The way a diver chooses to handle an in-water situation depends largely on the individual, how serious they perceive the problem to be, their in-water experience, and the characteristics of that particular dive. Here then are the three “C’s” of how divers handle in-water difficulties.
When faced with an uncomfortable or problematic situation underwater, divers first try to use what researchers Kay Dimmock and Erica Wilson call ‘consolidation.’ If the problem is not life-threatening — say, a repeatedly fogging mask — they choose to divert their attention away from the problem and focus on more enjoyable elements of the dive. They tend to either just accept the situation or to use positive self-talk to encourage themselves to stay calm and to remind themselves that they are safe. By consolidating the situation divers remain autonomous and can identify problem situations and thus handle these challenges better.
In some cases, divers will turn to their buddies for assistance. By accepting their buddy’s support, divers can remain calm in uncomfortable situations. This provides the confidence to carry on with a dive when they might have otherwise cancelled. Physical contact from a buddy is especially effective in helping a stressed diver relax and continue their dive. Debriefings are also an effective form of social support where divers can share their experiences and speak about the problem situations they encountered during the dive. This encourages learning and fosters a safe environment for divers to raise their concerns.

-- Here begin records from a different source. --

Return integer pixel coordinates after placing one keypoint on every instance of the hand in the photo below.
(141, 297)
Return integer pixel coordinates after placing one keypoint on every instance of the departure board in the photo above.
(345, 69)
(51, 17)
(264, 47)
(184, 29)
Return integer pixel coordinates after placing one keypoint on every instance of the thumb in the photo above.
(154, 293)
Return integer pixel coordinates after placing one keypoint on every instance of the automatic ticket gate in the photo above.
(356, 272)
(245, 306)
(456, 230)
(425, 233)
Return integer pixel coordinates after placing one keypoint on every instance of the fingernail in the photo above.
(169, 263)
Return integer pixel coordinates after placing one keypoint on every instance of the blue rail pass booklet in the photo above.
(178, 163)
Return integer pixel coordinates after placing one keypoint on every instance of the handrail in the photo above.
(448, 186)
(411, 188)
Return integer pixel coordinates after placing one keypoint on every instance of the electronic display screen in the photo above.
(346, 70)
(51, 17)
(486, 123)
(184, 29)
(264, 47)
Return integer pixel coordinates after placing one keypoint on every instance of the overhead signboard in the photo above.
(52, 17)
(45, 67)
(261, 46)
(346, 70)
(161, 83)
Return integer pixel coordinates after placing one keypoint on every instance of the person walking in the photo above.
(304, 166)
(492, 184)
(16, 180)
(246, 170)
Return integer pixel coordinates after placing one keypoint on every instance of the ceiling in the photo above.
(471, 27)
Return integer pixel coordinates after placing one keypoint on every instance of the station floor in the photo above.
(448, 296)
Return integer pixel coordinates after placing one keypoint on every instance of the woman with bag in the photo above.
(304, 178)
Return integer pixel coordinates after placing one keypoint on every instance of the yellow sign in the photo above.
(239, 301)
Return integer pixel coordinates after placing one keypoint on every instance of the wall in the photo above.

In extreme situations, such as equipment malfunctions or running low on air, divers would choose to cancel their dive. This usually happens in situations when staying in the water poses a great personal risk. It must be said, though, that cancelling a dive should not only apply in ‘extreme’ cases, but any time when a diver does not feel comfortable completing the dive.
This relates to what the researchers call ‘environmental load.’ This is an individual’s threshold of how much they can handle in a given situation. When they reach this threshold, they tend to remove themselves from the environment. In serious situations, divers shift their focus from other parts of the dive to the problem. They evaluate and negotiate whether to cancel the dive or not. This gives them a sense of control as they realize that their safety is most important.
The risks and uncertainty related to scuba diving are part of what attracts divers to the sport in the first place. It challenges them and offers them an opportunity to have new and unique experiences. These risks and uncertainty, however, can turn dangerous when divers face in-water difficulties and don’t know how to address them. With skill and experience divers, though, divers can control and mitigate a problem situation. Following the three C’s is a good start.